Dans le Grand Est, plus de 17.300 personnes positives à la Covid-19 sont contraintes à l'isolement pour une période d'au moins 7 jours. Certaines familles cumulent parfois 17 jours d'isolement à la maison. Un nouveau confinement parfois vécu comme une souffrance. Témoignages.

Vous vous souvenez de ce film "Un jour sans fin" ? L’acteur hollywoodien Bill Murray y joue le rôle d’un présentateur météo exécrable d’une chaîne de télé locale. Il est condamné à revivre encore et toujours la même journée, celle du jour de la marmotte, jusqu’à qu’il accepte finalement la situation pour en tirer parti et devenir quelqu’un de meilleur. Il "explore toutes les possibilités" d’une journée destinée à n’avoir aucun lendemain, nous explique même la bande-annonce du film. Au Royaume-Uni, le succès du film a même fait passer son titre "Groundhog Day" dans le langage courant pour parler d’une situation répétitive, lassante, déprimante même.

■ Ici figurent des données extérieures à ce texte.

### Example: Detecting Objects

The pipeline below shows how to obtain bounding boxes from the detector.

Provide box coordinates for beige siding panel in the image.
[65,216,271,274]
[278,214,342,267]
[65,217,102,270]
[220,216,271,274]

Plus de vingt-cinq ans après sa sortie, la comédie philosophique résonne étrangement avec notre quotidien. La crise sanitaire nous a-t-elle condamnés à vivre notre "Groundhog day" inlassablement ? Et que pouvons-nous faire pour rompre ce qui ressemble à une spirale infernale ?

Isolés mais pas confinés

"Si je dois rester à la maison, je ne sais pas encore ce que je ferai. Peut-être avancer un peu plus dans les préparatifs de mon mariage", nous explique cet internaute positif au covid et dans l’attente d’un document de la sécurité sociale. Depuis bientôt deux ans, nous vivons au rythme des tests, des confinements, couvre-feux et autres protocoles sanitaires modifiés au fil des différentes vagues de l’épidémie. Fin 2021, le variant omicron vient changer la donne : le nombre de cas explose dans le pays et nous sommes plusieurs milliers à vivre isolés 5, 7, 10, voire 17 jours pour certains. Dans le Grand Est, le taux d’incidence dépasse la barre des 2.200. 17.369 cas de covid sont recensés quotidiennement sur la deuxième semaine de janvier selon Covid Tracker.

"Je me suis auto-confiné depuis mercredi car ma température (40°) ne descendait pas. J’étais courbaturé et en état grippal donc je me suis auto-confiné avant d’avoir fait un test, par précaution", nous explique Rémi Césarion, militaire rémois installé dans le Vaucluse et apparemment rompu à l’exercice. Sa compagne, également positive au Covid-19, souffre d’une maladie chronique. A la maison, deux des trois enfants n’ont pas le virus mais la surveillance de la température des membres du foyer est de mise pour le papa de 29 ans. "Pour les repas, c’est un peu bizarre mais on mange tous ensemble. On ne s’empêche pas d’embrasser nos enfants, nos enfants ne s’empêchent pas de nous faire des câlins. Si on doit tous l’attraper au même moment, c’est peut-être pas plus mal et au moins on sait que ce sera fait. On sera tranquilles pour au minimum 6 mois", relativise Rémi.

Au quotidien, c'est séries télé et jeux de société pour cette famille de cinq. "Pour les courses, j’ai des collègues qui me demandent tous les jours si j’ai besoin de quelque chose. Si c’est le cas, il m’apporte ce dont j’ai besoin devant la maison, sans aucun contact devant la porte", ajoute-t-il.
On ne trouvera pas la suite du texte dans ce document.